Facebook bought FriendFeed in 2009, and the journey together will hit a dead end on April 9. The formal announcement of the closure was made in a blog post on Monday.
Why Facebook ended FriendFeed
Low usage levels of the social media platform, which was acquired in 2009 by Facebook Inc (NASDAQ:FB) for a huge amount of $50 million, led to the decision to shut it down. This was a major acquisition at that time, with Facebook appointing FriendFeed co-founder Bret Taylor as its CTO.
In a statement to Re/code, Facebook Inc (NASDAQ:FB) said the service was declining steadily in terms of usage. During the last five years, the service reduced to a very small fraction of what it was at the time of acquisition, and therefore, it was time to shut it down. The social network thanked the FriendFeed community for the support it provided for many years.

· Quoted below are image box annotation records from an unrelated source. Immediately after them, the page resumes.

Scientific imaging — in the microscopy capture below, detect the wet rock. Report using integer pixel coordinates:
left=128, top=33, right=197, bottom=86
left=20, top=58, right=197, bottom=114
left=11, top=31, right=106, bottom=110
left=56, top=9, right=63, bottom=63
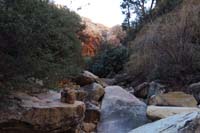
left=98, top=86, right=147, bottom=133
left=148, top=92, right=197, bottom=107
left=72, top=71, right=107, bottom=87
left=82, top=83, right=105, bottom=102
left=61, top=88, right=76, bottom=104
left=0, top=91, right=85, bottom=133
left=75, top=89, right=88, bottom=101
left=147, top=81, right=165, bottom=99
left=84, top=102, right=101, bottom=124
left=82, top=123, right=96, bottom=133
left=102, top=78, right=116, bottom=85
left=134, top=82, right=149, bottom=98
left=129, top=112, right=200, bottom=133
left=147, top=106, right=200, bottom=120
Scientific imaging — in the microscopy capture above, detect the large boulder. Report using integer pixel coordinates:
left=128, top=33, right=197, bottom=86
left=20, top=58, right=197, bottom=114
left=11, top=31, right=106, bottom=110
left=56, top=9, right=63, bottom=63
left=129, top=112, right=200, bottom=133
left=147, top=81, right=165, bottom=99
left=147, top=106, right=200, bottom=120
left=98, top=86, right=147, bottom=133
left=0, top=91, right=85, bottom=133
left=148, top=92, right=197, bottom=107
left=72, top=71, right=107, bottom=87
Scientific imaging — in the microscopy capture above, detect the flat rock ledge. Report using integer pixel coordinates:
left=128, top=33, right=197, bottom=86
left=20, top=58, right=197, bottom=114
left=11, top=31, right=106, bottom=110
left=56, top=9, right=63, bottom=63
left=0, top=91, right=85, bottom=133
left=128, top=112, right=200, bottom=133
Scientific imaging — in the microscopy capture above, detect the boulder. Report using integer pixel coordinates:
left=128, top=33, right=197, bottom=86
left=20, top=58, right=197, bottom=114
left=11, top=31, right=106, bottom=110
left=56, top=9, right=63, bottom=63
left=61, top=88, right=76, bottom=104
left=147, top=81, right=165, bottom=99
left=81, top=83, right=105, bottom=102
left=0, top=91, right=85, bottom=133
left=148, top=92, right=197, bottom=107
left=75, top=89, right=88, bottom=101
left=72, top=71, right=107, bottom=87
left=97, top=86, right=147, bottom=133
left=128, top=112, right=200, bottom=133
left=84, top=102, right=101, bottom=124
left=134, top=82, right=149, bottom=98
left=82, top=123, right=96, bottom=133
left=147, top=106, right=200, bottom=120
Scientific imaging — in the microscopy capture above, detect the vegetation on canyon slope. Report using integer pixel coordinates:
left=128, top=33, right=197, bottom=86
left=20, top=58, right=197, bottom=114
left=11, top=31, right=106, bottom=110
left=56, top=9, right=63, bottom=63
left=126, top=0, right=200, bottom=84
left=0, top=0, right=82, bottom=90
left=0, top=0, right=200, bottom=94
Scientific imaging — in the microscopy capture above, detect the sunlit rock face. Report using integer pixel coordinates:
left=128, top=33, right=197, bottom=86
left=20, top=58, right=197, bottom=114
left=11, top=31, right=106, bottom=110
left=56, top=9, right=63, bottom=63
left=79, top=18, right=109, bottom=56
left=79, top=18, right=125, bottom=57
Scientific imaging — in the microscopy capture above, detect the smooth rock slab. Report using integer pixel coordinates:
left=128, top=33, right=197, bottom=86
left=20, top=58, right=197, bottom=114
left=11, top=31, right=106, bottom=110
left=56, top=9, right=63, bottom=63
left=147, top=106, right=200, bottom=120
left=149, top=92, right=197, bottom=107
left=128, top=112, right=200, bottom=133
left=0, top=92, right=85, bottom=133
left=98, top=86, right=147, bottom=133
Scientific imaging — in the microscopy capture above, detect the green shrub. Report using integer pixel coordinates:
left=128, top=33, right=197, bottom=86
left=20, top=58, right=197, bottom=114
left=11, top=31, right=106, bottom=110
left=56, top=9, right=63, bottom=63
left=0, top=0, right=82, bottom=89
left=89, top=46, right=129, bottom=77
left=126, top=1, right=200, bottom=84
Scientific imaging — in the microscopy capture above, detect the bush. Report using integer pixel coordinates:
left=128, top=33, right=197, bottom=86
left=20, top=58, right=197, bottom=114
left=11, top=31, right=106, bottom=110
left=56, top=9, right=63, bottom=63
left=89, top=46, right=129, bottom=77
left=126, top=1, right=200, bottom=84
left=0, top=0, right=82, bottom=89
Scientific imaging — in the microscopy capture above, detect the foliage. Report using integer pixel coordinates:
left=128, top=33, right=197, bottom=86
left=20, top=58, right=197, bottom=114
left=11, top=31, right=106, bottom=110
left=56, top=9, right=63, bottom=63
left=121, top=0, right=183, bottom=41
left=126, top=1, right=200, bottom=84
left=0, top=0, right=81, bottom=89
left=89, top=44, right=129, bottom=77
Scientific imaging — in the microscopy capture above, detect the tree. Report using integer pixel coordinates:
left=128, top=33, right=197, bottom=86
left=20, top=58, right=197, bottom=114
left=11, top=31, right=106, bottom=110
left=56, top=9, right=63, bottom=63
left=0, top=0, right=82, bottom=90
left=121, top=0, right=156, bottom=29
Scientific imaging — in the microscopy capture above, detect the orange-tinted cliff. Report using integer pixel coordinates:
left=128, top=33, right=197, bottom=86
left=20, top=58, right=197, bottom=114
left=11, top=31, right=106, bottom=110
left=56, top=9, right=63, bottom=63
left=79, top=18, right=125, bottom=57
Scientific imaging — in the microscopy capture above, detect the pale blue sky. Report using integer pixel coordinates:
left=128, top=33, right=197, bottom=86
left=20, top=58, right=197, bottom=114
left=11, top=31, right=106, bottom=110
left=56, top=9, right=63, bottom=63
left=54, top=0, right=124, bottom=27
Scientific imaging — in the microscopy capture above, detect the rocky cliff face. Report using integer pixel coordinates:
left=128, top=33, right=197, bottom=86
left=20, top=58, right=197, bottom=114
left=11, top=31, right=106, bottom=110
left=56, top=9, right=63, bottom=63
left=79, top=18, right=125, bottom=56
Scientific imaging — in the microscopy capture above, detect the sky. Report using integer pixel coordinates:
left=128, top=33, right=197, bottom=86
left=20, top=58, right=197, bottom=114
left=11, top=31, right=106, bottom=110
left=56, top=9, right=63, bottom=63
left=54, top=0, right=124, bottom=27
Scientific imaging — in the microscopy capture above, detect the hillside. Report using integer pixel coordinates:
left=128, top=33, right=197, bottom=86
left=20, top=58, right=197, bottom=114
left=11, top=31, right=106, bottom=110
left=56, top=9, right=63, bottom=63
left=126, top=0, right=200, bottom=84
left=79, top=17, right=125, bottom=57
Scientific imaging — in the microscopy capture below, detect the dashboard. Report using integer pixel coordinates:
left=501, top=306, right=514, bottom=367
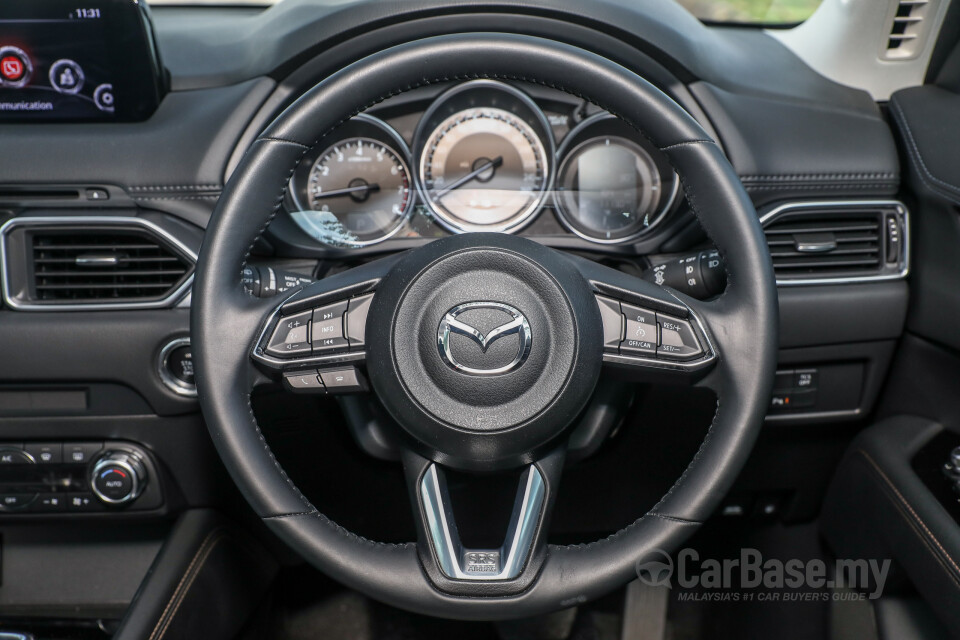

“We’ve been maintaining the service for the last five years, but usage has been declining steadily and the community is now just a fraction of what it once was,” Facebook said.
Over time, Facebook Inc (NASDAQ:FB) itself has grown tremendously in size with about 250 million users at the time of the FriendFeed acquisition to about 1.4 billion users at present.
Users have until next month
No new sign-ups are being accepted on FriendFeed, and existing users can still use the platform for sharing posts, messages and photos until next month.
Paul Buchheit, who created the first versions of Gmail and AdSense, conceived FriendFeed. Real-time updates for social feeds were provided for the first time by the FriendFeed network. This network helped in bringing information from around the web, working as an aggregation tool to bring feeds from different social networks together. Public conversation was one part, and a publishing tool for original content was the other part At the same time, it allowed easy engagement of FriendFeed friends across networks.
The service has several shortcomings, and a major issue with it was that it didn’t have the capability to achieve mass-market penetration as highlighted by critic Michael Arrington.